Three main categories: administrative, interactive, cognitive
For the analysis, Deloitte analyzed public sector jobs in three main categories, each with a different profile and likelihood of being automated by 2030:
Administrative and operative – roles where much of the work is repetitive and predictable. These have a 77 percent probability of being automated. Examples include desk-based administrators and jobs requiring physical skills. About 27 percent of public sector workers – 1.3 million jobs – fall into this category.
Interactive – roles that involve a high level of person-to-person interaction. These have a 23 percent probability of being automated. Examples include teachers, social workers, police officers, nurses, and care workers. About 52 percent of public sector workers – 2.6 million jobs – fall into this category.
Cognitive – roles that involve a lot of complex reasoning and strategic thinking. At 14 percent, these have the lowest chance of being automated. Examples include chief executives, finance directors, health care practice managers, and senior officers in the fire, ambulance and prison services. About 20 percent of public sector workers – 1.0 million jobs – fall into this category.
Impact of automation will be gradual
Turley says the impact of automation will be gradual – employees will not find themselves displaced by robots overnight. He says their research suggests as more and more jobs become automated, there will be new, higher-skilled, better paid jobs.

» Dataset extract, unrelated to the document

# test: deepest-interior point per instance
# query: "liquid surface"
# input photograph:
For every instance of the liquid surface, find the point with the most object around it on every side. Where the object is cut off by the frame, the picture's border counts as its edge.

For example, there will be many jobs, particularly those involving a lot of thinking and reasoning, where automation is likely to complement rather than replace the role.
He gives the example of senior officers in the police, fire, and prison services who may well find themselves using data analytics to help them understand demands for their services and performance and make better decisions. He concludes:
“In future, it will become even more important for the public sector to attract people with strong social and cognitive skills. A larger portion of the public sector will need to undertake complex, judgement-based problem solving and customer service as machines take over repetitive, administrative tasks.”
Sue Evans, president of the Public Service People Managers’ Association – a membership body of public sector professionals working in human resources and organizational development – is not surprised by the study. She says in a comment to the Chartered Institute of Personnel and Development (CIPD):
“Local government funding is in such an appalling state that councils are looking for ways to reduce time-consuming face-to-face contact. There is some very interesting work going on across the country with robotics.”